By Laisha Mae Tabujara
November 29, 2021 – To bolster interfaith stewardship for climate stability among the youth, the 5th National Climate Change Conference hosted a webinar — banking on the contributions of diverse religious positions toward environmental and ecological preservation and conservation.
Dubbed as “Reinforcing the Youth’s Role on Stewardship of Biodiversity for Climate Stability,” the webinar focused on the relationships of humankind toward the environment and climate stability in the context of various religions.
Fr. Jojo M. Fung, S.J, a Malaysian Jesuit priest, discussed how different religions uphold stewardship and how the youth should respond.
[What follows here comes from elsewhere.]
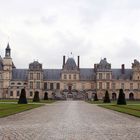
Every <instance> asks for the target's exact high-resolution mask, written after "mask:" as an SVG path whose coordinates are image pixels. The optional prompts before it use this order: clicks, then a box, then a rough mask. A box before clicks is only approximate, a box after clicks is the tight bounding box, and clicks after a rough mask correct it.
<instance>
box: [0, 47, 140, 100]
mask: <svg viewBox="0 0 140 140" xmlns="http://www.w3.org/2000/svg"><path fill="white" fill-rule="evenodd" d="M22 88H25V90H26V96H27V98H33V96H34V93H35V91H38V92H39V96H40V98H43V97H44V94H45V93H46V92H47V93H48V96H49V98H57V99H67V98H73V99H83V98H85V95H86V97H87V98H89V99H92V98H93V96H94V94H95V93H97V95H98V98H99V99H102V98H103V97H104V94H105V91H106V90H108V91H109V94H110V98H111V99H113V100H115V99H117V97H118V93H119V89H120V88H122V89H124V93H125V97H126V99H140V62H139V61H137V60H134V63H132V68H131V69H125V65H124V64H122V66H121V68H118V69H113V68H111V64H110V63H108V62H107V59H106V58H104V59H102V60H101V61H100V62H99V63H97V64H94V67H93V68H80V56H78V57H77V63H76V62H75V60H74V58H72V57H70V58H67V60H66V57H65V56H63V64H62V69H43V68H42V64H40V63H39V62H38V61H34V62H32V63H30V64H29V68H27V69H18V68H16V67H15V65H14V63H13V61H12V58H11V49H10V46H9V44H8V45H7V47H6V49H5V57H4V58H2V57H0V98H19V95H20V92H21V89H22Z"/></svg>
In both the needs of the environment and to the needs of the vulnerable groups amid climate changes.
“There should be this sense that everything in this world is connected—that we are one… so, therefore, our life is one, we are bound together,” Fr. Fung emphasized.
He illustrated how IP Mysticism, Hinduism, Buddhism, Islam – no matter how diverse, share the same principles of interdependency and being one with Mother Earth.
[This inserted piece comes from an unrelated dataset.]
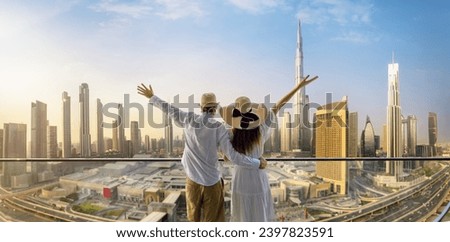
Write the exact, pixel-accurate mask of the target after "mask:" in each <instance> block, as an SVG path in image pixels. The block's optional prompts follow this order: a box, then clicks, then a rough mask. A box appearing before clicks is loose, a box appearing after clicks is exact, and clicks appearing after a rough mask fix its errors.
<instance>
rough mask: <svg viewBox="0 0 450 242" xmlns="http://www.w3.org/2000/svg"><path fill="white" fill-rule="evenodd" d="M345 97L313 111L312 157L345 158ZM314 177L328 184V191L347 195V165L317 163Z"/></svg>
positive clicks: (347, 120)
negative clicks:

Dr. Jeramie Molino, professor at St. Louis University, on the other hand, backed Pope Francis’ Encyclical, Laudato Si – “our dominion over the universe should be understood more properly in the sense of responsible stewardship” during the panel discussion.
“Interfaith collective religious consciousness or mindset, aimed at demonstrating caring of the creation,” Dr. Molino said.
She further shared how people, especially the youth, should learn religious awareness and attitudes while determining the challenges of the diverse religious positions toward climate stability.
Patricia Mungcal, a Protestant community researcher, humanitarian worker, and environmental activist, emphasized the principle that people are not above nature. Instead, people should treat nature with equal awe.
“We need to uphold the integrity of God’s creation,” Mungcal reminded.
“As stewards, people should protect and nurture the environment to ensure ecological balance and intergenerational unity,” she added.
The humanitarian worker also underscored the importance of including climate change in the conversation of the country’s progress, as well as the importance of electing credible leaders to address this since world is already in a state of planetary emergency.
Fr. Dionito Cabillas of Iglesia Filipino Independiente also shared the same stance that there is a need for collective effort to address pressing climate change implications.
“We need to protect and conserve our natural resources. Mahirap na tayo pero kailangan natin ito ma-restore (We are not well off, but we still need to restore it),” Fr. Cabillas said.
He encouraged the youth to uphold urban gardening; tree planting of non-commercial trees such as Narra, Apitong, Kamagong, Yakal, and other traditional trees; and reducing open pits and excessive mining against coal plants to encourage renewable energy. Moreover, Fr. Cabillas supports the denunciation of single-use plastic; checks the development projects that endanger the environment; and fights and prays for peace and unity.